Engine swap for veteran crane

04 Sep 2015
HHLA IV: complex engine work

HHLA IV:complex engine work

Hamburg port operators HHLA have installed new high-performance diesels from Anglo Belgian Corporation (ABC) on their veteran floating crane HHLA IV, replacing what were described as “remarkable” MAN units which have served for nearly 60 years, writes Germany correspondent Tom Todd.

HHLA said the engine swap became necessary when no further spare parts were available for HHLA IV’s two MAN G6 V23.5/33 diesels each off 379kW. They were installed in the old crane when it was completed in 1957 at Hamburg shipyard Blohm+Voss. They have now been replaced by two Type 6 DXC diesels, each of 552kW, from ABC in what HHLA said was a “complex” project.

Thomas Koch, responsible for HHLA’s floating cranes and managine director of the operator’s Tollerort and Rosshafen handling terminals, told The Motorship the long life of the old MAN engines had been “absolutely remarkable”. They had to be eventually replaced because of “very pronounced wear and tear towards the end”, he said.

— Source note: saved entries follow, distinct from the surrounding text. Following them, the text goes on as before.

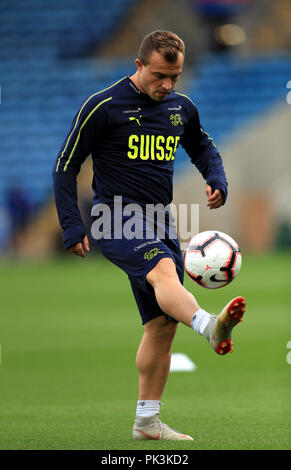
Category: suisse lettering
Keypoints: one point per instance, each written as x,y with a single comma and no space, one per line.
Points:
152,147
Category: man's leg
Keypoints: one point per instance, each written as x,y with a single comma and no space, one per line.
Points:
154,357
178,303
171,295
153,363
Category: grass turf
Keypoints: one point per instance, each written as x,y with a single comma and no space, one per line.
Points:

“We switched to ABC because these engines demonstrated they were the best under the circumstances,” Koch said. Because of the rigid coupling on the crane’s two Voith-Schneider drives “the [new] engines needed to provide their rated output at 600rpm,” he added.

Specialists Unterweser-Industries (UWIND) in Bremerhaven handled the entire project. It covered planning, engineering and obtaining the required shipbuilding approvals, through dismantling and removal of the old engines, the conversion of engine foundations and the installation of new engines. Pipe-work was developed for individual systems and new electrical connections were installed. The UWIND team also developed temporary generators to keep HHLA IV in operation during the engine swap.

HHLA IV lifts up to 200 tonnes and handles the heavier cargos in the Port of Hamburg. It weighs 2,750 tonnes itself and can be steered with millimetre precision even with a full load.